Note que Buchanan está dizendo que “o mercado” não foca em nada, tal como a alocação ótima de recursos ou a maximização da utilidade. As pessoas focam em tais coisas por meio da troca e da cooperação, e o resultado institucional é o que nós chamamos de mercado. (Da mesma forma, tenho insistido que o “mercado” não raciona recursos, o que é algo que mesmo os economistas de livre mercado regularmente afirmam). Adequadamente concebida, a economia não pode dizer respeito à assistência social, dado que a utilidade não é algo que pode ser agregada (tratada no coletivo). Ao invés disso, é individual e subjetiva, o que significa que os custos (utilidade renunciada) é, também, subjetiva (Buchanan escreveu sobre isso anteriormente em Cost and Choice.)

 “Nessa concepção”, continua, “não existe um significado explícito do termo eficiência a ser aplicado em resultados agregados ou compostos. É contraditório falar do mercado como buscando os ‘objetivos nacionais’, eficiente ou ineficientemente.” Aqui, novamente, Buchanan corrige uma concepção errônea defendida pela maioria dos economistas de livre mercado, que constantemente nos falam que os mercados são eficientes.
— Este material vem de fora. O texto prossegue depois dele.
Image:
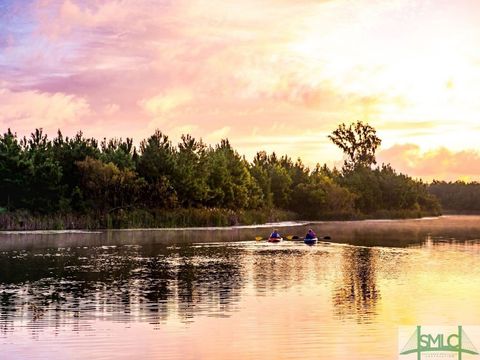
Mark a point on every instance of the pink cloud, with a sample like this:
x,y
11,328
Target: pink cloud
x,y
26,110
440,163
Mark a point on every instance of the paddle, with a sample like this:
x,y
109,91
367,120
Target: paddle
x,y
290,237
296,237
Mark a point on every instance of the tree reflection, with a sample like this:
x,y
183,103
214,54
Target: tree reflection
x,y
124,283
357,294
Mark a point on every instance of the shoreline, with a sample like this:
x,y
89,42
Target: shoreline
x,y
280,224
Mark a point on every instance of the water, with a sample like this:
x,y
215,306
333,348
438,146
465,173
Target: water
x,y
218,294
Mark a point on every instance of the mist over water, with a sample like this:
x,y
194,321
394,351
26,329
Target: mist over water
x,y
203,294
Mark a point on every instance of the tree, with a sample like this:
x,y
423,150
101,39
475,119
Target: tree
x,y
359,142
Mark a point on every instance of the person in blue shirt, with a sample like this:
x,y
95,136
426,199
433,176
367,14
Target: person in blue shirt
x,y
310,234
275,234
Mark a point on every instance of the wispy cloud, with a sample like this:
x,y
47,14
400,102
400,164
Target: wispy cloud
x,y
287,69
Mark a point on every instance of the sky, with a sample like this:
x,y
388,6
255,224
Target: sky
x,y
274,75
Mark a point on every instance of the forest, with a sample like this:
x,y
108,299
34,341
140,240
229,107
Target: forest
x,y
79,182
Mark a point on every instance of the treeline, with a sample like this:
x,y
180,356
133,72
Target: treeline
x,y
81,182
458,196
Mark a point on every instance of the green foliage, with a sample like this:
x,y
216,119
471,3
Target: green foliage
x,y
73,182
359,142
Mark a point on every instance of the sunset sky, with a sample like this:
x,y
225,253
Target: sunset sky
x,y
277,75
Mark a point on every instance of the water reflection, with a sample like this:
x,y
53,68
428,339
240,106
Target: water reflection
x,y
271,300
357,294
123,283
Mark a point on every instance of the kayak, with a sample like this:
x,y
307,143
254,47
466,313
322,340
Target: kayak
x,y
310,241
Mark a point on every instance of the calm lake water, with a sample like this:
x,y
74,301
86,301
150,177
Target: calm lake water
x,y
219,294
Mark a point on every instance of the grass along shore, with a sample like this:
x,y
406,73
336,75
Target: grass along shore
x,y
190,217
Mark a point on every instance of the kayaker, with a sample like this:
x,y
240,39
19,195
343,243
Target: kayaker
x,y
310,234
275,234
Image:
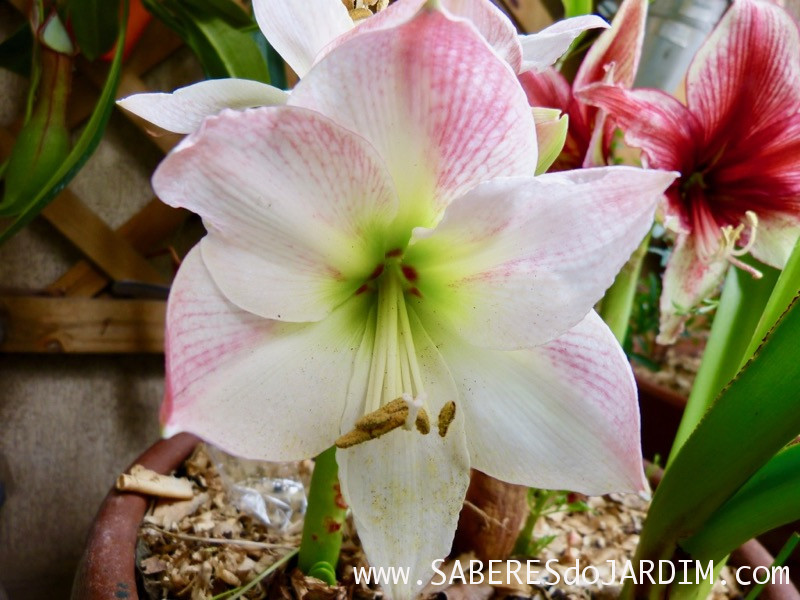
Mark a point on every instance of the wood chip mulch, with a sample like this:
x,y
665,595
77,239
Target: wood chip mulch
x,y
201,548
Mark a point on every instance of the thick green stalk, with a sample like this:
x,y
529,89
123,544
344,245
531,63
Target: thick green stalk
x,y
740,306
618,301
759,407
322,529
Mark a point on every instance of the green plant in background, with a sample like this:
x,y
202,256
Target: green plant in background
x,y
224,38
43,161
542,503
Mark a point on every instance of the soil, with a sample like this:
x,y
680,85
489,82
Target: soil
x,y
207,548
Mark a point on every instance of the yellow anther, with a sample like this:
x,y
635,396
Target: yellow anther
x,y
387,418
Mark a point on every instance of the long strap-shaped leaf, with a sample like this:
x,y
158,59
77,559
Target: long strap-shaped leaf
x,y
770,499
84,147
753,419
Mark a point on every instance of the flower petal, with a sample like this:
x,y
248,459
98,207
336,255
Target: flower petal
x,y
652,120
493,25
521,260
748,66
299,33
547,88
490,22
183,110
776,237
255,387
620,46
560,416
406,489
542,49
463,121
687,281
289,199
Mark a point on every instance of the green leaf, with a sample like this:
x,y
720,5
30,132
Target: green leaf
x,y
219,34
741,304
784,290
575,8
16,51
617,303
753,419
770,498
83,148
779,561
94,24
Buchanan aprofundou seu pensamento em, pelo menos, mais dois artigos, “General Implications of Subjectivism in Economics” e “Natural and Artifactual Man”.
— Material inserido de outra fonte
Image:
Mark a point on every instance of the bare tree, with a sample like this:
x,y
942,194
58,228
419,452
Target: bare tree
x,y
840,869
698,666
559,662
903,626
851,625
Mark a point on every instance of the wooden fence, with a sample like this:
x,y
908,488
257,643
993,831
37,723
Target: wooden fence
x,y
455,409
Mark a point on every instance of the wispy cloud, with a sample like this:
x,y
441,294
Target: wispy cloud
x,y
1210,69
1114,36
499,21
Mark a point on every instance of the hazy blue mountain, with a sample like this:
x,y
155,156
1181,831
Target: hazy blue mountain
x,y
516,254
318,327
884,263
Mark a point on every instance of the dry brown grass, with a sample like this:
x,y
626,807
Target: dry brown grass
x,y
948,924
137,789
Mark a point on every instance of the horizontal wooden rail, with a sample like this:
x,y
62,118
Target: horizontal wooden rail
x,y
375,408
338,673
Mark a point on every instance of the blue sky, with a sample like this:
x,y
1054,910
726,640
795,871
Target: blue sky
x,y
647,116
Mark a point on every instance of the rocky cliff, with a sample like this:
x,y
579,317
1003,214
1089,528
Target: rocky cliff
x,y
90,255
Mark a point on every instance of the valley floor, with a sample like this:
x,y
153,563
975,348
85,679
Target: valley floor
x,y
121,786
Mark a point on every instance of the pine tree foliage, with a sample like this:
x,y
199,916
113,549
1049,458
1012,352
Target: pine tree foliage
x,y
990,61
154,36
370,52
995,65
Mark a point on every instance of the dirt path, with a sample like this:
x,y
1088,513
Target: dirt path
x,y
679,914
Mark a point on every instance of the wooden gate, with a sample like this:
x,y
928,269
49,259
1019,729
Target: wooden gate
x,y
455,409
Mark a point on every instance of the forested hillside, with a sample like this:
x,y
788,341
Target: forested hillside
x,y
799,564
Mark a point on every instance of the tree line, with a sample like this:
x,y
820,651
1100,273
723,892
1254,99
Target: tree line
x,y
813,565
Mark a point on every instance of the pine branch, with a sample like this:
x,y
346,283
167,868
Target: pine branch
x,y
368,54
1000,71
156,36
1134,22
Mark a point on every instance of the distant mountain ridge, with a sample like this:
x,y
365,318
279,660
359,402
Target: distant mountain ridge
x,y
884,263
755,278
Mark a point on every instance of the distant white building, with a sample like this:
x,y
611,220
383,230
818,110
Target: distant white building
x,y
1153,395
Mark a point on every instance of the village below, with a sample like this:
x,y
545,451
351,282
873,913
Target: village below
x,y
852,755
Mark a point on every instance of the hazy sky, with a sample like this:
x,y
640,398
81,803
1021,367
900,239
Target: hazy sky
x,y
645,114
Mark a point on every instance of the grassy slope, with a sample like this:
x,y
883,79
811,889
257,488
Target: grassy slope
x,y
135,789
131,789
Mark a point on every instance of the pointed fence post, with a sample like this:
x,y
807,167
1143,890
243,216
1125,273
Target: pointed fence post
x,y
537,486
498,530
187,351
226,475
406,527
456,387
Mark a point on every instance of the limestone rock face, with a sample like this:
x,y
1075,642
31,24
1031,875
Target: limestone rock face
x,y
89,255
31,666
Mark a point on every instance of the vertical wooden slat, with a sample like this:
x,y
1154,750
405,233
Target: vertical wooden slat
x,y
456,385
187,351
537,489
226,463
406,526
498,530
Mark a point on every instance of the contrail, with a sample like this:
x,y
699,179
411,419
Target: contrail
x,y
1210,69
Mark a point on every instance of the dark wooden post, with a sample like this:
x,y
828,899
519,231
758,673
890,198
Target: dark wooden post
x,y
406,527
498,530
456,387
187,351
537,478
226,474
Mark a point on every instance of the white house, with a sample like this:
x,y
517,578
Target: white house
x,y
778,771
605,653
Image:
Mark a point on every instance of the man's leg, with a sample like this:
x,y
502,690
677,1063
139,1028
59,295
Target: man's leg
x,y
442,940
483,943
No segundo de seus artigos, descreveu a “diferença central” dos seres humanos como tendo um senso de “se tornar”. “Nós, como seres humanos […] sabemos que podemos, dentro de limites, moldar a forma que deveremos ter no período entre hoje e a hora da morte”, escreveu. Relembrar-nos desse fato é importante porque “a teoria econômica moderna nos impinge padrões de pensamento que torna o reconhecimento elementar do processo de “se tornar” parte de nosso comportamento, muito difícil de analisar e fácil de negar”. Essa é outra forma de dizer que os seres humanos são inerentemente empresariais; não estão simplesmente agindo para maximizar a utilidade dentro de restrições sabidas. Projetam panoramas do futuro que desejam realizar assim que detectam alternativas que podiam nunca ter sido previstas.
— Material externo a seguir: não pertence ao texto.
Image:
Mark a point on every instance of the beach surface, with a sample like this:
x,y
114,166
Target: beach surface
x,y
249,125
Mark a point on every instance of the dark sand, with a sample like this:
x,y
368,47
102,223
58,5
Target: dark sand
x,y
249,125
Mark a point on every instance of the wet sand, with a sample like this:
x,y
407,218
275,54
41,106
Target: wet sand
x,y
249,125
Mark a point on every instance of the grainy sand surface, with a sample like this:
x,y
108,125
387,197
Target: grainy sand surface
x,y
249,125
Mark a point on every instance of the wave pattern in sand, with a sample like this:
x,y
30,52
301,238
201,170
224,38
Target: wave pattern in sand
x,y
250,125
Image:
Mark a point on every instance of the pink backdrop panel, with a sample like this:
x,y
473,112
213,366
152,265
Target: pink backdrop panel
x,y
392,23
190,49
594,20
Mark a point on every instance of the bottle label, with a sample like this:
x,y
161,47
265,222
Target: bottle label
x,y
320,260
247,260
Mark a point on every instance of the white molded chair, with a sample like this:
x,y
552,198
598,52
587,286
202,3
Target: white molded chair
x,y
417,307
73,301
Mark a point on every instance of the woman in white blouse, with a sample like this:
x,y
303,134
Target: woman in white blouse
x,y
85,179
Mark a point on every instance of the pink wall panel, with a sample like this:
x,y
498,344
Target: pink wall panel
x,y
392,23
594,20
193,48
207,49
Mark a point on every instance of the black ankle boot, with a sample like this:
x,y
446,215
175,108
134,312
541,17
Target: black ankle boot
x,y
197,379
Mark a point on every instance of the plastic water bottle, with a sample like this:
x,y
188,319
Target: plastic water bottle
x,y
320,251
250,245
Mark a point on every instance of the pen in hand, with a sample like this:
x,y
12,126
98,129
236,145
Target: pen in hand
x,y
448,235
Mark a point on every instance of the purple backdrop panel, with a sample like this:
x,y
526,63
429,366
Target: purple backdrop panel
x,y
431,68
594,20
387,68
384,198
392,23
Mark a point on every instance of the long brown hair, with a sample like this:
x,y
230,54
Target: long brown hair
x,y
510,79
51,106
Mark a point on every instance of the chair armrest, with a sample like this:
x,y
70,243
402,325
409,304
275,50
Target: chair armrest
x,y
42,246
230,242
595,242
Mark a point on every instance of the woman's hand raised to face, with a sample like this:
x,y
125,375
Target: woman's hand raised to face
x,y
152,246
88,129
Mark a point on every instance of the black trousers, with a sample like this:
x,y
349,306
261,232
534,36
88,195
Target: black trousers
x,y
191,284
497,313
Como notado, Buchanan rejeitava discussões sobre “objetivos nacionais” e outras noções coletivistas, mas foi além daqueles que fazem o mesmo:

Tradicionalmente, muitos de nós têm sido críticos da noção de que “somente indivíduos podem ter objetivos”. Mas estou aqui promovendo a noção mais radical de que nem mesmo indivíduos têm objetivos bem definidos e articulados que existem independentes das escolhas em si.

Disso tudo surge uma forte defesa da liberdade individual que não pode ser facilmente proposta pelo economista moderno, influenciado como é pela sua herança utilitária.

O homem deseja a liberdade para se tornar o homem que deseja. Ele faz isso precisamente porque não sabe que homem desejará se tornar no futuro. Vamos remover de uma vez por toda a defesa instrumental da liberdade, a única que pode possivelmente ser derivada diretamente da análise econômico ortodoxa. O homem não quer a liberdade de forma a maximizar sua utilidade, ou aquela da sociedade da qual faz parte. Ele quer a liberdade para se tornar o homem que deseja.

O foco de trabalho de Buchanan não é inteiramente imune à crítica libertária. Mas no seu núcleo existe algo inestimável para o argumento em prol da liberdade. Ele sempre foi alguém com quem uma pessoa poderia aprender.